Sep 15, 2013

homemade yogurt

I had two big surprises this past week.  First of all, somehow I got sucked in to "volunteering" to be our department website developer.  I can't say I've ever done anything quite like it before, besides blogging, but I suppose I'm probably one of the most technologically competent people in the office.  That may not be saying much, either.  Anyways, I went to a one hour "crash course" in how to make changes to the website.  I came back to my office and asked everyone what needed changed.  Within minutes I had a request come in.  I made the changes, slightly afraid that the entire university system would somehow implode due to me adding a new faculty bio on our website.  But, IT WORKED!  Perhaps I shouldn't have seemed so surprised.

Secondly, I had been reading for a while that it's easy and cheap to make your own homemade yogurt.  I found a recipe, heated some milk, added some yogurt, and left it in a warm place overnight.  And IT WORKED!  The gallon of milk turned into this beautiful thick yogurt.  A gallon of yogurt cost about $4.  I'll give you a second to reread that last sentence. Four dollars for an entire gallon.  Plus, by making your own, you can control what goes in it.  I've been avoiding most yogurts for years as any of them that are a reasonable price are filled with gelatin.  Hubs has been avoiding it for years because there's way too much sugar in the pre-made stuff.  I am happy to announce that we no longer need to compromise our values, our wallets, or our diets to enjoy yogurt.  And, we've got more than we can eat in a really long time in the fridge and freezer.

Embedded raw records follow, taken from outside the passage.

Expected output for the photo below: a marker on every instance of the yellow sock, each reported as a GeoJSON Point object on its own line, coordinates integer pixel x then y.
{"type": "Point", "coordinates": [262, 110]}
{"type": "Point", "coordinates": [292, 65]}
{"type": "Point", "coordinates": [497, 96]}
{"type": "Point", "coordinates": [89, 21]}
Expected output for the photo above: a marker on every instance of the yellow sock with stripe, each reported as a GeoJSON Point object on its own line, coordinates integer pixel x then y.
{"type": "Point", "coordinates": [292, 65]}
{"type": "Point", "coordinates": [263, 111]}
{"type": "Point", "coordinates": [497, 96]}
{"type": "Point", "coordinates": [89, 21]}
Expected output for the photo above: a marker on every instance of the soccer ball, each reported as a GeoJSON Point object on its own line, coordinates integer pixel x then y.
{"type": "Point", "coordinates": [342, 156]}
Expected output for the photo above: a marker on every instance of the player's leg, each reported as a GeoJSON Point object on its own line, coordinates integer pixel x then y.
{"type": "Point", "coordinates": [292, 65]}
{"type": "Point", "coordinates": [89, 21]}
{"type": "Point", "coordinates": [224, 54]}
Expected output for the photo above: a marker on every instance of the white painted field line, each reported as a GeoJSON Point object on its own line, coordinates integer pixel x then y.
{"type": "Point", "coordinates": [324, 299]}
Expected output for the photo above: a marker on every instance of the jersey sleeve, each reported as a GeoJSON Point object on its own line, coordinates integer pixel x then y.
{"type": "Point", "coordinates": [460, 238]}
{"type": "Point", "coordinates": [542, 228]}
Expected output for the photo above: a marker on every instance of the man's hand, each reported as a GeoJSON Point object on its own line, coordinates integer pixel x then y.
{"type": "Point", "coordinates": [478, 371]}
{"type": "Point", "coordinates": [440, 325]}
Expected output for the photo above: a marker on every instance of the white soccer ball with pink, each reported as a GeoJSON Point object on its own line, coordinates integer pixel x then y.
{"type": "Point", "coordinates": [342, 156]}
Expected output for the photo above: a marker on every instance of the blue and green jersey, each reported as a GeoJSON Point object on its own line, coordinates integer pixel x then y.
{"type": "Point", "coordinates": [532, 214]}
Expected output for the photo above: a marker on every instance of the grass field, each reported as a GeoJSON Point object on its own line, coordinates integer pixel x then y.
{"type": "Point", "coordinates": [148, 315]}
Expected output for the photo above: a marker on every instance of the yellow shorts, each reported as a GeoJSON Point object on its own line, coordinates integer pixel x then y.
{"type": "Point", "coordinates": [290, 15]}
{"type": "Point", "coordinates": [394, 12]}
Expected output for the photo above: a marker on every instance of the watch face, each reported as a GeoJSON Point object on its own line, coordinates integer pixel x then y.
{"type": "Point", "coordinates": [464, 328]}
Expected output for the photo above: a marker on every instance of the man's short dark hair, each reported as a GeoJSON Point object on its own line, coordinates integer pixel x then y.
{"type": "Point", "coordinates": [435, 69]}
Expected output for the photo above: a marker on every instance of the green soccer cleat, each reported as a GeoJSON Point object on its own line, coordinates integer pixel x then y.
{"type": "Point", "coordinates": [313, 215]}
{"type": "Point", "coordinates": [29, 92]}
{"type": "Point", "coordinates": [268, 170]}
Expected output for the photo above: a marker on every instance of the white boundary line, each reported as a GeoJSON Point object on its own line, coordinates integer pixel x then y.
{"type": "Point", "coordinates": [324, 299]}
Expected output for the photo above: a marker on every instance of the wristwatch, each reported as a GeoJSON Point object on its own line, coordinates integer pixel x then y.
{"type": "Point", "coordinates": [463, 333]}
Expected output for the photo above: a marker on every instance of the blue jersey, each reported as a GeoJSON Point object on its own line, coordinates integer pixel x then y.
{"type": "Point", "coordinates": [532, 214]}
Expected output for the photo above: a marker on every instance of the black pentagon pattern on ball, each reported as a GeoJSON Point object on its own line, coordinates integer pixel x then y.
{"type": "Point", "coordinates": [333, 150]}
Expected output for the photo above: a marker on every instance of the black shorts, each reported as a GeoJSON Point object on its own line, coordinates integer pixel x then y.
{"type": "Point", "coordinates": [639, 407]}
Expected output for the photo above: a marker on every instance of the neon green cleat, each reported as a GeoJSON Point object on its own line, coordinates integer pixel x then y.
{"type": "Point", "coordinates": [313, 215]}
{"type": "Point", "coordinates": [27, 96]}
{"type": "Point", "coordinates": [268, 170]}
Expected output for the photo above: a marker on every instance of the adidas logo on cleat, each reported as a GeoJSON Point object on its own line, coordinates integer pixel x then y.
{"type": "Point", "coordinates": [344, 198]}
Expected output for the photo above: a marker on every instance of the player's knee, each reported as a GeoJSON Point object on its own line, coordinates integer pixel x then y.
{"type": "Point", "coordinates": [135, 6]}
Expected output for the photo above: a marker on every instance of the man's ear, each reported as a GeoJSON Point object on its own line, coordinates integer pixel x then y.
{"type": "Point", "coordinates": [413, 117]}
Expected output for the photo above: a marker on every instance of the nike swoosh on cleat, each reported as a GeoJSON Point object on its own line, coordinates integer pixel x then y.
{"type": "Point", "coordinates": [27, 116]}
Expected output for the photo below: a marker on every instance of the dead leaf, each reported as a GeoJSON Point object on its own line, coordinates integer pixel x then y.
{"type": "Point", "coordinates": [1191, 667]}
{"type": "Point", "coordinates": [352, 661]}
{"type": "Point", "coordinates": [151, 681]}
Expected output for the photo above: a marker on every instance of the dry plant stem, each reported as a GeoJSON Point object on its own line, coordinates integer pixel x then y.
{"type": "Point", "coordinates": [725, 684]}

Please note, though, that this recipe is for plain, unsweetened yogurt.  Once it's made, play with adding a little sugar, honey, vanilla, fruit, or granola.  My dad's favorite is adding a little strawberry jelly.  My favorite is adding a little sugar and coffee for coffee yogurt.  Hubs likes his with a little sugar and peanut butter granola.

Homemade Yogurt 
Recipe from Make the Bread, Buy the Butter by Reese

Makes 1 gallon

  • 1 gallon of milk (I used whole milk, because the higher the fat content, the thicker it will be)
  • 1/2 c plain unsweetened yogurt with live active cultures (I used Velvet View from Fresh Fork)
Heat the milk in a large pot until it's just about to boil, stirring often.  There will be little bubbles starting to form.  Pour the milk into another large pot or a large bowl and set it on the counter.  Allow the milk to cool to 110-115 degrees (Reese said you can test this by putting your finger in the milk for 10 seconds comfortably but still feeling heat).  You can remove any skin that develops on the milk as it's cooling.  Once it has cooled to the right temperature, mix in the yogurt well and cover it lightly with a damp cloth or an off-center lid.  Allow the yogurt to sit out overnight, 8-10 hours in a warm spot.  I turned on the oven as low as it could go for a minute, turned it off, and put the yogurt in there to brew overnight.  In the morning, you will be just as surprised as me to find a thick, beautiful yogurt!  Mix it up and put it in a closed container and refrigerate or freeze until ready to enjoy.

If your yogurt isn't thick enough for your liking, or if you want Greek-style yogurt, you can strain it through cheese cloth in a strainer until it reaches your desired thickness.  But you will lose up to half of your volume of yogurt by following this method.